The first the Russian public heard of the “Kursk” being stranded on the seabed was on Monday, 48 hours after the world, the cause given as a collision with an unknown vessel. The time: Sunday. After that, official reports coming out of Moscow changed from one minute to the next. The following day, an explosion of a torpedo hatch was cited; next, an explosion in the torpedo store in the front of the vessel; Wednesday, official spokesmen reverted to the collision with a ship explanation, adding that the Russian fleet was already in hot pursuit of the mystery vessel. That explanation was evidently dredged up to allay mounting popular rage at the agonizing delays in the rescue operation and disbelief in official utterances. The size of the lost crew, for instance, varied from108 to113 and134 and, lastly, to 116; spokesmen could not agree on whether or not tapping or “acoustic” signals were coming from inside the submarine, or whether the oxygen aboard the entombed vessel would last until Aug. 25, or as announced Thursday, only until Friday, Aug 18.
Aware of the Russian regime’s distress at home, American sources did not contradict Moscow’s references to tappings from inside the crippled submarine, understanding they had been issued to gain Putin recovery time. Furthermore, Sandy Berger called deputy minister Klebanov and Putin’s aides in Sochi on Monday and offered US aid for the rescue. Nonetheless, US defense secretary William Cohen phoned the Kremlin next day to repeat the offer. Both were rebuffed, after informing Moscow that preparations were in train in Norfolk, Virginia, for the “Sorbet Royale” naval maneuver that aimed at focusing on submarine rescue systems in the Mediterranean. The exercise was to begin on Sep 5, and the two American officials offered to halt preparations and detach submarine rescue squads to help save the “Kursk” crew.
Wednesday, President Clinton had a long conversation, 25 minutes, with President Putin.

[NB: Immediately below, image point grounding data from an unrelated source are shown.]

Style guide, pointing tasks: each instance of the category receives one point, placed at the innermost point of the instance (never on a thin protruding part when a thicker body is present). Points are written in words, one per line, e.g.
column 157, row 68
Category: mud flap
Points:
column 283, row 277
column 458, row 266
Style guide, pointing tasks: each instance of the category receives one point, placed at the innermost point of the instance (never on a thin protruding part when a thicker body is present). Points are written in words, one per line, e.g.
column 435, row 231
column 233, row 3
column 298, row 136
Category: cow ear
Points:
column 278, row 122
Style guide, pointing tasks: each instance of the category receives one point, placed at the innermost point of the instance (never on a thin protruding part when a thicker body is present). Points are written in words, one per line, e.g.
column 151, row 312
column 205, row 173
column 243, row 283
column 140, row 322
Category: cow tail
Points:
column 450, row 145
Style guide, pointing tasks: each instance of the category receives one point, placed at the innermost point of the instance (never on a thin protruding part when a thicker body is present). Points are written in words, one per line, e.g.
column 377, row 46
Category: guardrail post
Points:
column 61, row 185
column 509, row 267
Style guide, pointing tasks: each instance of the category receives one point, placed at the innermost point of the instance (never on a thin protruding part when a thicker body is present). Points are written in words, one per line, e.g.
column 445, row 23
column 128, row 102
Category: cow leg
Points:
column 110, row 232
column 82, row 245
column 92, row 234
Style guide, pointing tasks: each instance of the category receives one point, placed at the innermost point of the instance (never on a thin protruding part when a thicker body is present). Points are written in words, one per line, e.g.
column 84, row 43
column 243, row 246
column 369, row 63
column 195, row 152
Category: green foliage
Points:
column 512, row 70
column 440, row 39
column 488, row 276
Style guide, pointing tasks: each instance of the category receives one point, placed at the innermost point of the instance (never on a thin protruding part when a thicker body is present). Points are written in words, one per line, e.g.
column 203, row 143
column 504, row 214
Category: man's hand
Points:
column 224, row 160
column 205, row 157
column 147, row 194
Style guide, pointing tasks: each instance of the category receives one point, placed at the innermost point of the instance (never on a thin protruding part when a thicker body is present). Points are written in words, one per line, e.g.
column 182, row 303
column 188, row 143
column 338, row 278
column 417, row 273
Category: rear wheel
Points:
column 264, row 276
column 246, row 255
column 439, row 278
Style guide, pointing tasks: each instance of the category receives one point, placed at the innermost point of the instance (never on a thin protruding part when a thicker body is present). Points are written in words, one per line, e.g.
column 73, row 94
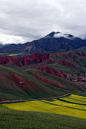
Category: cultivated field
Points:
column 62, row 113
column 72, row 105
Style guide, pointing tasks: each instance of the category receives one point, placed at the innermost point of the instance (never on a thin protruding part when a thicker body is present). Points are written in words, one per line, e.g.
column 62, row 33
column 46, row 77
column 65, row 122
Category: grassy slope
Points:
column 37, row 120
column 11, row 90
column 73, row 105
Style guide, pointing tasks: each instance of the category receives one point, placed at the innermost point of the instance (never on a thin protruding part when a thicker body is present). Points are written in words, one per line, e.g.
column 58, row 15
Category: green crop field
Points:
column 60, row 113
column 73, row 105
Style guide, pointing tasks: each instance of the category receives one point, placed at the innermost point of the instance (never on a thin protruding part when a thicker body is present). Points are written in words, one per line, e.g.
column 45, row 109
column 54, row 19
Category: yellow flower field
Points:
column 72, row 105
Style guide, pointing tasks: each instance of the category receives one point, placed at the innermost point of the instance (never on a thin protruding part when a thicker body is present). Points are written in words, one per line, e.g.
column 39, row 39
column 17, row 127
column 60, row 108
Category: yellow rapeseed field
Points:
column 72, row 105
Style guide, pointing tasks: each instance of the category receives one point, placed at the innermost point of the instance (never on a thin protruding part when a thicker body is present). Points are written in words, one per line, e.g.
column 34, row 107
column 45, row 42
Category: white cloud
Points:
column 31, row 19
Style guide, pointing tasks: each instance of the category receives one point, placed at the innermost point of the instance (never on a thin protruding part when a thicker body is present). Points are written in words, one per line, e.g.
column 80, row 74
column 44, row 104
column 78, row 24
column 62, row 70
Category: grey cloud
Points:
column 33, row 19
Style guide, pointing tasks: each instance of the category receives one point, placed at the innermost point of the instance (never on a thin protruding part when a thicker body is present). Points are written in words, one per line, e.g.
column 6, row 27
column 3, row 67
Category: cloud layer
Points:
column 22, row 21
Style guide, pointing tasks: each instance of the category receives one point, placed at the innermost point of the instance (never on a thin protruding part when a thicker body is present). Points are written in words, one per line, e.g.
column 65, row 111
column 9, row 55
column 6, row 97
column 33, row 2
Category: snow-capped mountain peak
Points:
column 59, row 35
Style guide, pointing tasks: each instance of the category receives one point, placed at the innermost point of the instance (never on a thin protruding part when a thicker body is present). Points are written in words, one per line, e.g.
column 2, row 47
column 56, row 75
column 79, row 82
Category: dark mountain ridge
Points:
column 53, row 42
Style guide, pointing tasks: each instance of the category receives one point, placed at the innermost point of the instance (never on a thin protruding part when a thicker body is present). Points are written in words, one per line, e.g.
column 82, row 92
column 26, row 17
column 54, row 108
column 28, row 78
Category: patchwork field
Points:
column 72, row 105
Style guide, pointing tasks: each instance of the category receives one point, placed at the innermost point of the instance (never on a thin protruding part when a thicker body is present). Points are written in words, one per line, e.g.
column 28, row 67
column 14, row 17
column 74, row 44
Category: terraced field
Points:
column 72, row 105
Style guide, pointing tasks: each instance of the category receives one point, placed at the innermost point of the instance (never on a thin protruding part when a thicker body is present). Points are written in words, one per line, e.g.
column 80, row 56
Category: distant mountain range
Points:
column 51, row 66
column 53, row 42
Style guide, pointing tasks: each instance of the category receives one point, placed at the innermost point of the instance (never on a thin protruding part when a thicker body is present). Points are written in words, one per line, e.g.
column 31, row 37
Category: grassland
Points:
column 73, row 105
column 63, row 113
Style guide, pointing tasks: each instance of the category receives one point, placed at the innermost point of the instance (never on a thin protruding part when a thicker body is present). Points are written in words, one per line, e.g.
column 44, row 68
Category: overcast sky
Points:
column 26, row 20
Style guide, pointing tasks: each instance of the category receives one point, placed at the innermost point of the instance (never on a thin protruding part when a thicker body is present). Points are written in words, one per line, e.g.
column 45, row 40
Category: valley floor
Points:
column 62, row 113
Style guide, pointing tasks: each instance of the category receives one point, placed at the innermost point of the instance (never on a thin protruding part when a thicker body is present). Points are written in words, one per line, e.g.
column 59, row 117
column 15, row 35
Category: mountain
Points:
column 53, row 42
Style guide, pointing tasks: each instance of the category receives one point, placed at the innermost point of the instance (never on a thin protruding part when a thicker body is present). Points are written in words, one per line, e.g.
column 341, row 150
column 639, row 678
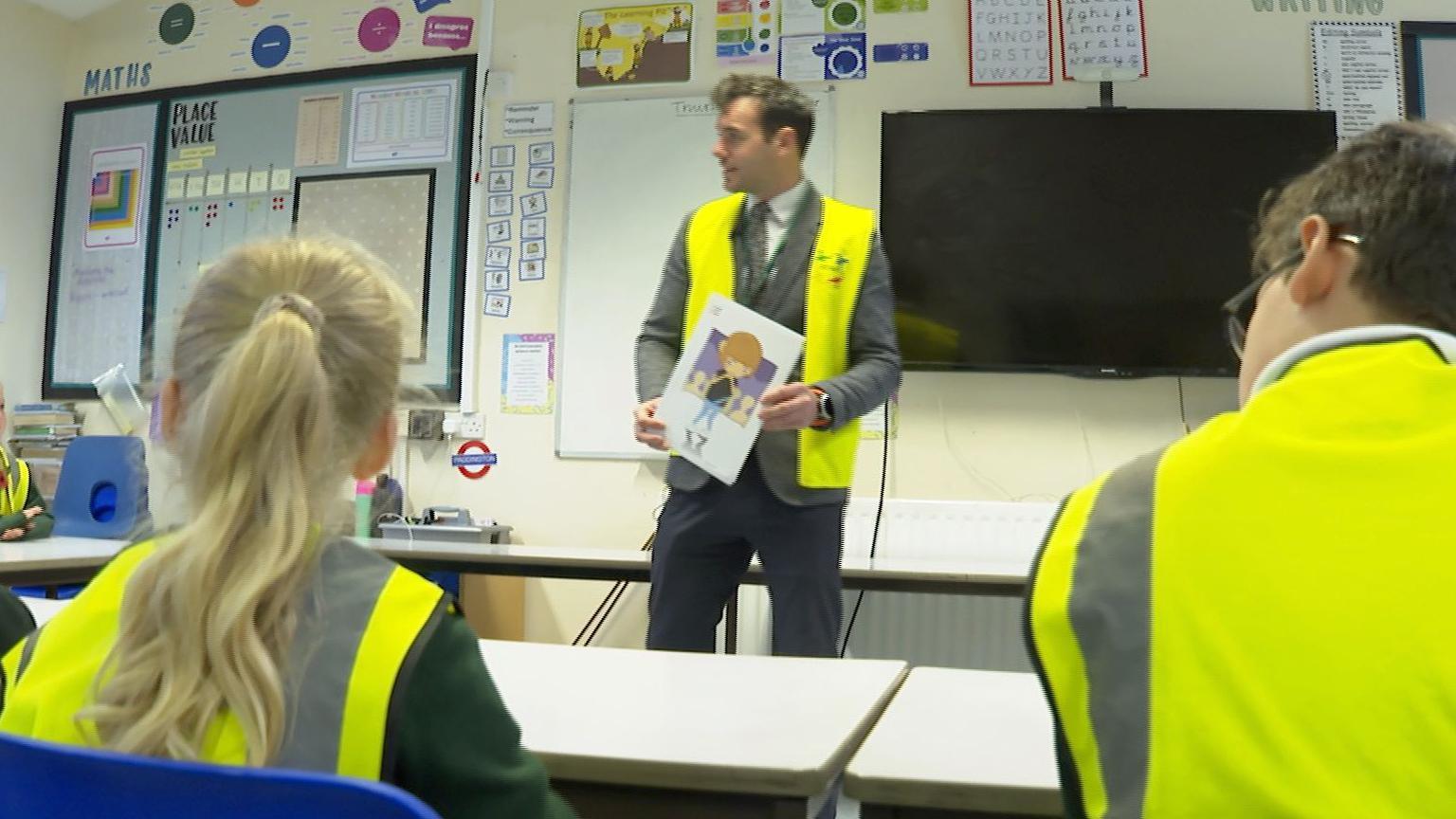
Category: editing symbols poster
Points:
column 711, row 404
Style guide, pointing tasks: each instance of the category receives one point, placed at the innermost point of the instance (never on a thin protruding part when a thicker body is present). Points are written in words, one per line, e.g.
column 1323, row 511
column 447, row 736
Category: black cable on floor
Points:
column 874, row 534
column 1183, row 411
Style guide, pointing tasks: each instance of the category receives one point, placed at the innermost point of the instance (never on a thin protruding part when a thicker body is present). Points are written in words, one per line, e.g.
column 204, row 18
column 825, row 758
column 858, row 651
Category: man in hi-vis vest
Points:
column 815, row 267
column 1257, row 621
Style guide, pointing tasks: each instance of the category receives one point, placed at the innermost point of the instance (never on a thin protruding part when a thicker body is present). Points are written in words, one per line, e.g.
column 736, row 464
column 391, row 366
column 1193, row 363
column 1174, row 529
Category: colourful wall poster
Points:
column 114, row 219
column 746, row 32
column 635, row 44
column 822, row 16
column 379, row 29
column 529, row 373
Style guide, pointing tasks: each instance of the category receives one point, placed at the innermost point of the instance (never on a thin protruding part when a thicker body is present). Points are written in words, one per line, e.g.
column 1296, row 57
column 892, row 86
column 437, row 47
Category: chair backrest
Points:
column 40, row 778
column 102, row 491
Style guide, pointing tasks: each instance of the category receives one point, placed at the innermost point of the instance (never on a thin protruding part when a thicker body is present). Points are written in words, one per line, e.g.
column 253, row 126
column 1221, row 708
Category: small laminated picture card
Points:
column 497, row 305
column 497, row 255
column 502, row 156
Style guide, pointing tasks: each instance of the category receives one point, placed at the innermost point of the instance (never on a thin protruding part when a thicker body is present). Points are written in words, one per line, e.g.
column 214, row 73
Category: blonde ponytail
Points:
column 287, row 355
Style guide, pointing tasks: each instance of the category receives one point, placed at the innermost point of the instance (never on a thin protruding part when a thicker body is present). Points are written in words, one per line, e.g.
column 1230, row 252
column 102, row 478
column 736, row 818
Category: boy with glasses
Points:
column 1255, row 621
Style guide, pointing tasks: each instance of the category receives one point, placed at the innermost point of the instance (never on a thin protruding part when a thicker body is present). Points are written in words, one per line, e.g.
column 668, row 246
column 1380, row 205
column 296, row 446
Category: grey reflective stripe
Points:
column 1111, row 615
column 25, row 655
column 334, row 610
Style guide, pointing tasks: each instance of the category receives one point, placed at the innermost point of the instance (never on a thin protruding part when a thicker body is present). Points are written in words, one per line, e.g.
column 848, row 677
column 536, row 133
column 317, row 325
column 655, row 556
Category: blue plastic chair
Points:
column 41, row 778
column 102, row 491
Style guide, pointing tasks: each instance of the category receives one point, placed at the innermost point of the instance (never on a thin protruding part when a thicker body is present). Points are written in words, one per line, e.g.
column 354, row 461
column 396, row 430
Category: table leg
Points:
column 731, row 624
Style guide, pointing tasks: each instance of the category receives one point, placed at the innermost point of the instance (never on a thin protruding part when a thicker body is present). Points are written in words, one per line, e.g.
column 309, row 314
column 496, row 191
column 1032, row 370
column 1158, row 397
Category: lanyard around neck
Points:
column 762, row 277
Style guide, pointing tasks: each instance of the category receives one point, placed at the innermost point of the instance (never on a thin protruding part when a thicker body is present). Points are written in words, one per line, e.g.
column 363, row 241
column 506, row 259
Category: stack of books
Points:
column 40, row 433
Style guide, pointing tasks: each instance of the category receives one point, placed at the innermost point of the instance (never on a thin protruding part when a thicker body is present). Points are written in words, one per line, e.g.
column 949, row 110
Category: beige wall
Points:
column 32, row 57
column 961, row 436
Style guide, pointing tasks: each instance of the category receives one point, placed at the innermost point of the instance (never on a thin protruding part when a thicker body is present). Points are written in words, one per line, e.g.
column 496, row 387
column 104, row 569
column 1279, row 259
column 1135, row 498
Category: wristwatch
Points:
column 826, row 412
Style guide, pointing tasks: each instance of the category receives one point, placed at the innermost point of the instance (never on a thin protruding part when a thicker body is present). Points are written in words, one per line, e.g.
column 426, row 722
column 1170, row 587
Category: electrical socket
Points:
column 472, row 426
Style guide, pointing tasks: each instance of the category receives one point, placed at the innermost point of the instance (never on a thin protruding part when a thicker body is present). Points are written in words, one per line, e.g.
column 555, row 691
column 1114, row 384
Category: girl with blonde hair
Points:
column 252, row 636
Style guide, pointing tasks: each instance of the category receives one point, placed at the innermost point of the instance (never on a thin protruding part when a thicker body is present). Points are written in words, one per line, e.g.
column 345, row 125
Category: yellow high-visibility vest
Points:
column 16, row 485
column 361, row 614
column 834, row 277
column 1257, row 621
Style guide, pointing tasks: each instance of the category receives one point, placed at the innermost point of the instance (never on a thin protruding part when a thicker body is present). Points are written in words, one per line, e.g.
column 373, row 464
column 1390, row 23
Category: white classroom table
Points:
column 663, row 734
column 969, row 574
column 49, row 561
column 43, row 610
column 958, row 742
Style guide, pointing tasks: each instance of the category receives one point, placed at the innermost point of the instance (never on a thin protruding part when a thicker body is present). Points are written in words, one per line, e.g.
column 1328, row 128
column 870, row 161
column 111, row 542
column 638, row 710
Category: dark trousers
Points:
column 703, row 544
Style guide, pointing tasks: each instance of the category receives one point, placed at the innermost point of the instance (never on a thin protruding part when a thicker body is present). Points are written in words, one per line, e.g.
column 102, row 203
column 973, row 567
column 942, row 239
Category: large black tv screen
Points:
column 1081, row 241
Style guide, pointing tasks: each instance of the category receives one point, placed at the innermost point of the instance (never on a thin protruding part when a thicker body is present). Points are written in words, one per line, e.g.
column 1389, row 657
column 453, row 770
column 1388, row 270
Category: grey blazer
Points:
column 874, row 353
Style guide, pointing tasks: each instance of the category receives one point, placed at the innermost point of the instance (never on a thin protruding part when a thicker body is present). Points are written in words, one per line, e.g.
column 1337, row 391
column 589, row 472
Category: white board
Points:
column 637, row 170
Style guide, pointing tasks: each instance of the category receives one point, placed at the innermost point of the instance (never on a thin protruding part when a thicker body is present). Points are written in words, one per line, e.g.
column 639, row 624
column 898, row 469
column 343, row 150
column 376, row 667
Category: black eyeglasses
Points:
column 1241, row 306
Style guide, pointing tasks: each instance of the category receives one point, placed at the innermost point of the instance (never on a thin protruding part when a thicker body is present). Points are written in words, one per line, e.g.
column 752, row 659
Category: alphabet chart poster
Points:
column 1102, row 35
column 1010, row 43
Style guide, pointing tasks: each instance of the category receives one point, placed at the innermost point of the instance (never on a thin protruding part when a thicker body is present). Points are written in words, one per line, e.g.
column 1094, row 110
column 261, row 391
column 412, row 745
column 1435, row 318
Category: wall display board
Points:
column 154, row 189
column 1429, row 62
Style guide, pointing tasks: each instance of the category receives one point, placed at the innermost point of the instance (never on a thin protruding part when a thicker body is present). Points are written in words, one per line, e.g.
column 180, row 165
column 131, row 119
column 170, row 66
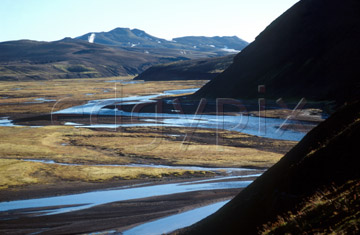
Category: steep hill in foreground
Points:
column 311, row 51
column 199, row 69
column 70, row 58
column 314, row 187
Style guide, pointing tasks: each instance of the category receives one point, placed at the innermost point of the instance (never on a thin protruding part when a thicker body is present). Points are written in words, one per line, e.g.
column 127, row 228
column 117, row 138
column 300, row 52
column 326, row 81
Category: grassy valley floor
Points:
column 56, row 159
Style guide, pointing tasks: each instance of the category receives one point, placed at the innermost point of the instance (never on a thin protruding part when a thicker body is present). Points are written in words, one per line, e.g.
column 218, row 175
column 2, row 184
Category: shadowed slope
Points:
column 311, row 51
column 200, row 69
column 327, row 156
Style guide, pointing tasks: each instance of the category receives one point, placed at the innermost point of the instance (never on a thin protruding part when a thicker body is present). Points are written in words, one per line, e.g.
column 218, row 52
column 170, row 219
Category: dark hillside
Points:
column 311, row 51
column 324, row 167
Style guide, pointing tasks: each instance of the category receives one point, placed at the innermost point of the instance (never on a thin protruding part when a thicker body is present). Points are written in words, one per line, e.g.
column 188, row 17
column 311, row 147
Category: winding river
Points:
column 74, row 202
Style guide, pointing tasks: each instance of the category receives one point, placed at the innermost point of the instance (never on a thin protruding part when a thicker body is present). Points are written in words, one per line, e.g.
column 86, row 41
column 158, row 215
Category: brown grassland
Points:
column 89, row 148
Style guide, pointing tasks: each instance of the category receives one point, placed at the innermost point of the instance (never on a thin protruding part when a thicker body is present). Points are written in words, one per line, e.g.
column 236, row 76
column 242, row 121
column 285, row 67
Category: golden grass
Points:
column 76, row 145
column 20, row 173
column 67, row 144
column 71, row 92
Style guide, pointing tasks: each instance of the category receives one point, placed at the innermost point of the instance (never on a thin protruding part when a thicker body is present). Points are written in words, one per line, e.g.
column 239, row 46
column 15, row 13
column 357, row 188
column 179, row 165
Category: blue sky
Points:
column 49, row 20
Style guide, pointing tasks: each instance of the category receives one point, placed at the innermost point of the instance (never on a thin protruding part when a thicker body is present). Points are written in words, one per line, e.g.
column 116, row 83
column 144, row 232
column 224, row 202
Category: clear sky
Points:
column 49, row 20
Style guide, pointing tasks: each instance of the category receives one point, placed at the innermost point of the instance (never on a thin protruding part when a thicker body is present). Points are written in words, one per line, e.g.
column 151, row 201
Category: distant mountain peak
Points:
column 136, row 38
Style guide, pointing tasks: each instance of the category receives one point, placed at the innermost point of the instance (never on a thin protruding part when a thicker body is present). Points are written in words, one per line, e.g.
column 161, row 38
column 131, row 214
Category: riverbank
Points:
column 118, row 216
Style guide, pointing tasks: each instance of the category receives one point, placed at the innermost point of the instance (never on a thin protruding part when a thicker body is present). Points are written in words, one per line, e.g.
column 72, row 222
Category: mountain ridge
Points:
column 136, row 38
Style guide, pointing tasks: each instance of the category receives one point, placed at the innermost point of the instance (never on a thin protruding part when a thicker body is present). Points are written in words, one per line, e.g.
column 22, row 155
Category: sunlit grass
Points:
column 20, row 173
column 16, row 95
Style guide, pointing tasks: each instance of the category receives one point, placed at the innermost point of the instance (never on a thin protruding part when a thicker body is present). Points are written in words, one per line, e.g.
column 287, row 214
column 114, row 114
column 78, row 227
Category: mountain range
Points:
column 120, row 52
column 310, row 51
column 138, row 40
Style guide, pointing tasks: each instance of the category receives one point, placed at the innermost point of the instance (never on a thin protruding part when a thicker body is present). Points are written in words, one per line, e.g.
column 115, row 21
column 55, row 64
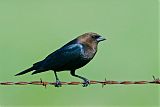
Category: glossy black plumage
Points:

Clinton dragged it out to test the situation in the Kremlin. He gained the impression that Putin was running scared, fearful that there was no way he could escape crushing responsibility for the submarine disaster that might even cost him the presidency. That fear kept him in Sochi instead of taking the obvious step of returning to the helm in Moscow.
The submarine disaster catches Putin at a vulnerable moment, indicating that he still has plenty of work to do firm up his grip on power. According to American sources, last week’s bomb explosion in the Moscow underpass near the Kremlin was almost certainly the work of political conspirators, not Moslem fanatical terrorists. Moreover, when the submarine disaster struck, the Russian president had just suffered a serious loss of face from the sudden detraction by the North Korean ruler, Kim Jong Il, of the offer he made to give up missiles in exchange for help with developing space launches. Putin gained tremendous credit for obtaining that offer in a meeting with the North Korean leader in Pyongyang shortly before joining the G-8 summit in Okinawa. Kim Jong Il’s assertion that he had brought the idea up to Mr Putin not as a serious proposal but “laughingly”, humiliated the Russian president.
So as not to make things worse for him, the Americans and the British are going through with the rescue maneuver, knowing it to be a lost cause, while not wavering from their demand for a major reduction in Russian military strength. Putin’s belated approach to NATO for help was made in the knowledge that the British LR5 rescue vessel, accompanied by 12 Royal Navy divers, could not reach the disaster zone before late Saturday. The last communique from Moscow, that it would be too late because the oxygen on the “Kursk” could only last the crew until Friday, was designed to prepare the Russian people for the ghastly discovery that all the crew were dead.